Ante la boquiabierta mirada de los asistentes a la inauguración de una exposición de fotografía en Ankara, el atacante Mevlut Mert Altintas disparó al político y amenazó a los que se encontraba en la sala. Fue abatido a tiros segundos después; un instante horripilante que Burhan Ozbilici, fotógrafo de la agencia Associated Press, retrató con su cámara. Un asesinato en Turquía se ha convertido en la imagen estrella de esta edición que podrá visitarse en el CCCB hasta el 5 de junio a través de 143 fotografías. La crisis migratoria sigue estando presente; también los conflictos políticos y la influencia de la tecnología en la conectividad o tráfico de información, así como la huella del ser humano en el medio ambiente.

wppNo podemos ignorar, por más que nos lo propongamos, que los daños de las guerras han dejado una honda huella en la sociedad mundial. Por eso los conflictos bélicos en regiones como Afganistán, Irak o Siria han protagonizado buena parte de las imágenes de este año, al igual que ocurrió el año pasado con la crisis de los refugiados.

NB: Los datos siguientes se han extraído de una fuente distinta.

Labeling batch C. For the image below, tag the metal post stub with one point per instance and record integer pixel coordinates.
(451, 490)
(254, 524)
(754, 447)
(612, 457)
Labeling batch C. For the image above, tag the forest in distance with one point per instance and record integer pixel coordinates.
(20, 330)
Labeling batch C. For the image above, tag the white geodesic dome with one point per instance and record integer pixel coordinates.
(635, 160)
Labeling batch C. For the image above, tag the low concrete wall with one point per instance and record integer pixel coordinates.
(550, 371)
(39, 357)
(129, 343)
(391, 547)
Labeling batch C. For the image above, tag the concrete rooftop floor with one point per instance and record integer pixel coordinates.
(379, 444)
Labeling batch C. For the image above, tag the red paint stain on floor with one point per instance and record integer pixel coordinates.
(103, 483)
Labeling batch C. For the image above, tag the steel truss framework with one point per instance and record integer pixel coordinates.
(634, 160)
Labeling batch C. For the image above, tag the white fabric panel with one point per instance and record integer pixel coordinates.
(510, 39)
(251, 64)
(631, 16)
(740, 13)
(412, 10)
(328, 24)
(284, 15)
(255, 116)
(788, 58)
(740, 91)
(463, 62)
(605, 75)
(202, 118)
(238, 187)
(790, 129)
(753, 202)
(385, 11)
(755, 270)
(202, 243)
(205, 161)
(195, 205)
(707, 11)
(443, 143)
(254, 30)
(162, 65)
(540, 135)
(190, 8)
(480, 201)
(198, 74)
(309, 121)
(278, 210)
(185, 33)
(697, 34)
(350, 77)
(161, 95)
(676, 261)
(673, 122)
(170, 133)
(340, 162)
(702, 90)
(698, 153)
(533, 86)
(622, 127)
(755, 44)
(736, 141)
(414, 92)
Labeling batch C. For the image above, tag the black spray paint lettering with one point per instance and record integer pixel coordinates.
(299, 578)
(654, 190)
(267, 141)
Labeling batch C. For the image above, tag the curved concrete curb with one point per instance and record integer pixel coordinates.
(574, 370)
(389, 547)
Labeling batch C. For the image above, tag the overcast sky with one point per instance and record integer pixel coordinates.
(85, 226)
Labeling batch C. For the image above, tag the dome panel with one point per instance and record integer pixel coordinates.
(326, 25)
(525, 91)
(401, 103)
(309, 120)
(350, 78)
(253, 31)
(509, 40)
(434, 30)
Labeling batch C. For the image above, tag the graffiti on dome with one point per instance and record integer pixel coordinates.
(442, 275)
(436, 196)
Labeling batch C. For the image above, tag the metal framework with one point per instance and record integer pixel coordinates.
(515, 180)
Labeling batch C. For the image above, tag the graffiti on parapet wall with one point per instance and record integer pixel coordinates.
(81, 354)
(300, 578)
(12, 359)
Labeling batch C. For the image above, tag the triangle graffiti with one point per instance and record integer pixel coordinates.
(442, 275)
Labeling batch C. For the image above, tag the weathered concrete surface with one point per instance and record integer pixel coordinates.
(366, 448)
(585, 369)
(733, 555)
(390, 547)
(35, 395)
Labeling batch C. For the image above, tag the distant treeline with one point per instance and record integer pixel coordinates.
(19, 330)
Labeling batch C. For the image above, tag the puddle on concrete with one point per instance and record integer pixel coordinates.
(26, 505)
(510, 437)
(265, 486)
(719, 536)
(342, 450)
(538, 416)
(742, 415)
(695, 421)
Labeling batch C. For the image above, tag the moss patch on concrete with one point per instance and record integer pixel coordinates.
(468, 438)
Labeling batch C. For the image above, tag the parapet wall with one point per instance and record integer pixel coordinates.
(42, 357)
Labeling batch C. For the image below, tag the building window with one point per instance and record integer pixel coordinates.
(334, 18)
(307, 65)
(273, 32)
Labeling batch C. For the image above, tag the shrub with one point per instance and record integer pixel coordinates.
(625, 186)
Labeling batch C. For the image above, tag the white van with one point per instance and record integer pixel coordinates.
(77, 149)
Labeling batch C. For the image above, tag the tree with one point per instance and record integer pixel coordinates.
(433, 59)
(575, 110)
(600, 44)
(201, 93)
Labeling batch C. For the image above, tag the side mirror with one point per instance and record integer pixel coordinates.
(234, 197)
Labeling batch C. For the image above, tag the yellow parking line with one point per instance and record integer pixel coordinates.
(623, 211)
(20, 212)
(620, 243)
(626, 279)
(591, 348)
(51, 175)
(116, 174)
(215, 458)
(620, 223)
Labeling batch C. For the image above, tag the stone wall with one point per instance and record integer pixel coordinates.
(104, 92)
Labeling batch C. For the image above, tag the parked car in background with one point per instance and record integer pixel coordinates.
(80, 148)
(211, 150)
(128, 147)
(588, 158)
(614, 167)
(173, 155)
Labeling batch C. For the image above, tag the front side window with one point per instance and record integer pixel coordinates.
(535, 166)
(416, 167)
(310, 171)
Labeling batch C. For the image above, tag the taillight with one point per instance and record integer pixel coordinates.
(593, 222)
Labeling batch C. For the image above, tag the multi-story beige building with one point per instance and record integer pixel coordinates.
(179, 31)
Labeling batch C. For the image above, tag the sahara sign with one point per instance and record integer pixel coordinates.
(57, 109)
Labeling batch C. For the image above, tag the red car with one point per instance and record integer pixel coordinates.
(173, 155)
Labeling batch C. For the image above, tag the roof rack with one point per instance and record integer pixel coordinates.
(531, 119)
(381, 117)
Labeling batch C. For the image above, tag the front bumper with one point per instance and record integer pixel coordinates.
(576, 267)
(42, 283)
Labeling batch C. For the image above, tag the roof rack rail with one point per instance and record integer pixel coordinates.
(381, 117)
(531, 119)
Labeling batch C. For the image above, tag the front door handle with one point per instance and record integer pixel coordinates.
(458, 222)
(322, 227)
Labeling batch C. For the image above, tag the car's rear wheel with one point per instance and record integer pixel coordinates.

En ese sentido, fotógrafos como Magnus Wennman han retratado el horror de los ataques terroristas de DAESH, como refleja una impresionante imagen de una niña de cinco años en Debaga, un campo de refugiados de Irak.

La muestra cuenta también con la participación de los fotógrafos ganadores españoles Francis Pérez y Jaime Rojo, que retratan el perjudicial impacto de los seres humanos sobre los ecosistemas mediante la imagen de una tortuga en las aguas de Tenerife atrapada por las redes de pesca de los barcos y decenas de mariposas yaciendo sin vida en Michoacán, tras ser golpeadas por una tormenta de nieve, respectivamente. Asimismo, Santi Palacios se alza con el segundo premio a través de “Abandonados” una imagen de una niña nigeriana que llora junto a su hermano la muerte de su madre a bordo de un bote de salvamento y el fotógrafo alemán residente en Barcelona, Daniel Elter denuncia los golpes, agresiones sexuales y la falta de comida y agua en un centro de refugiados en Libia.

Otra de las imágenes premiadas, destinada a convertirse en icono, es la de Jonathan Bachman que retrata a la activista Ieshia Evans como un símbolo de la violencia racial en Estados Unidos. Ante los asesinatos de ciudadanos afroamericanos ocurridos en Baton Rouge, se organizó una protesta bajo el lema Black Lives Matter. Una de sus imágenes refleja la detención de la enfermera y activista Evans sin oponer resistencia ante el arresto de las fuerzas policiales.

Las movilizaciones contra la construcción del oleoducto Dakota Access Pipeline, recientemente autorizada por Donald Trump, también forman parte de las imágenes ganadoras. En la foto de Amber Bracken se muestra a la policía disolviendo una manifestación con humo, pelotas de goma y gas pimienta. Manifestaciones ignoradas por el presidente de Estados Unidos, que recientemente ha firmado sendas órdenes ejecutivas para relanzar estos proyectos, pese a las protestas de los grupos ecologistas. Y es que el fotoperiodismo cumple dos funciones: la de abrirnos los ojos a una dura realidad y la de recordarnos la clase de personas que mueven los hilos de la misma.

Puede ser que la fotografía, este fascinante descubrimiento que permitió a un alto porcentaje de la población conocer un mundo hasta entonces nunca visto, haya sido, como sugiere Joan Foncuberta, un accidente histórico. Pero lo que está en juego -parafraseando a Francoise Soulages– es “la libertad de hacer, de ver, de pensar, de vivir”. Ese malestar al que alude Soulages, alude a un cambio de la significación profunda de la práctica fotoperiodística así como de su función social.

Si la fotografía nace como producto de la revolución industrial, democratizando un imaginario del mundo en occidente, la función de la imagen fotoperiodística es la de no anular su dimensión documental y política. La imagen fotográfica, convertida en la era digital en pura información, participa de un nuevo estatuto de veracidad, de objetividad y testimonio, de un nuevo mapa cognitivo, ya no asentado sobre la noción de huella sino sobre la identidad de la autoría de la imagen. Ahora lo que hace falta, y el World Press Photo lo subraya, es la elaboración de propuestas críticas, testimonios honestos, éticos y responsables que, apoyados en la horizontalidad del acceso a la información y a la cultura, apuesten por la recuperación de estos valores como fuentes de liberación. Todo un reto.